I would love him in Detroit, but not for the max. It would probably take the max to come back home and play however.


----------



## R-Star

bball2223 said:


> I would love him in Detroit, but not for the max. It would probably take the max to come back home and play however.


I'd rather Monroe if I'm Detroit to be honest. He and Drummond dominate the boards, and his offense is nice to have when Drummond has to sit when people start sending him to the line. You put Green there in his place and I don't think you have enough scoring punch.

Would be a good defensive pairing though.


----------



## Mrs. Thang

R-Star said:


> So you're advocating for him to get Paul George money?


No, Paul George got the 5 year/30% super-max. Green is potentially looking at the 4 year/25%. I think his true value is below that, but not so far that he has no chance of reaching it on an over-pay deal to get GS not to match.


----------



## R-Star

Mrs. Thang said:


> No, Paul George got the 5 year/30% super-max. Green is potentially looking at the 4 year/25%. I think his true value is below that, but not so far that he has no chance of reaching it on an over-pay deal to get GS not to match.


That would put Curry as the teams 6th highest paid player. Even if you get rid of Lee it doesn't seem all that feasible to bump Klay by 12 next year and Green by roughly 9 or so. 

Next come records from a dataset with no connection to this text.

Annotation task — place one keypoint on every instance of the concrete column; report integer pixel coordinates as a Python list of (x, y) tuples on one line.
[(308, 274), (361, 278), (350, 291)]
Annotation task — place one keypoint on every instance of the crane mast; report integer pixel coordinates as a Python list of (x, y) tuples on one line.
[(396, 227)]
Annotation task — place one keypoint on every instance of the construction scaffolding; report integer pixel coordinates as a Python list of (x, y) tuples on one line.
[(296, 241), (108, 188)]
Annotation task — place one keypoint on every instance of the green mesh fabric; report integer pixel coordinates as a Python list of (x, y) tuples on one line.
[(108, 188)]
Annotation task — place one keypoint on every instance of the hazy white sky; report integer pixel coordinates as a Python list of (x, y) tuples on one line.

I agree it would be best to keep Green, but this is reminding me of when Austin Croshere played amazing and the Pacers made the Finals. Didn't look all that great when everyone woke up to reality the next season.


----------



## Mrs. Thang

Another important point because the NBA salary system has gotten so complicated: I don't think any of these guys guys (Green, Butler, Monroe, Leonard, etc) are going to get actual "max" contracts in the sense that contracts designated "max" scale automatically with the salary cap. They would be like Klay Thompson's deal where it's a contract for the same amount of money that a max would be based on this year's cap, but isn't officially a 'max' in that they don't automatically get 20% of whatever the cap happens to be after the new TV deal.

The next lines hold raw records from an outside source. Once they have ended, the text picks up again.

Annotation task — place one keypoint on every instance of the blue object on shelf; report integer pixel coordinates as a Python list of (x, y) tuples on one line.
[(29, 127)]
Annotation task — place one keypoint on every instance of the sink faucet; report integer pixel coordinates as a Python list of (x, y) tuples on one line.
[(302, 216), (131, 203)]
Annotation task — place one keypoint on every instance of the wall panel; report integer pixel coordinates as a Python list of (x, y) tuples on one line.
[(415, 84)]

For Green, I should also say I don't expect him on GS next year because I don't think they can afford him. I probably have a lot less concern about paying him for a career year than most but I'm biased because I've been a huge believer for a long time and like feeling vindicated (I still can't believe freaking Royce White was a lottery pick and Green went in the second round even though he was the best player in the country not named Anthony Davis).


----------



## turkeysub

Draymond Green is a really nice player and a huge part of the Warrior's success, but we all can tell he's not a max player. He simply doesn't score enough to command that much money.


----------



## bball2223

R-Star said:


> I'd rather Monroe if I'm Detroit to be honest. He and Drummond dominate the boards, and his offense is nice to have when Drummond has to sit when people start sending him to the line. You put Green there in his place and I don't think you have enough scoring punch.
> 
> *Would be a good defensive pairing though.*


Exactly what I was thinking. I would be content with either, but our best teams in franchise history have been defensive minded. Monroe is probably the better fit until we find a consistent scorer on the wings.


----------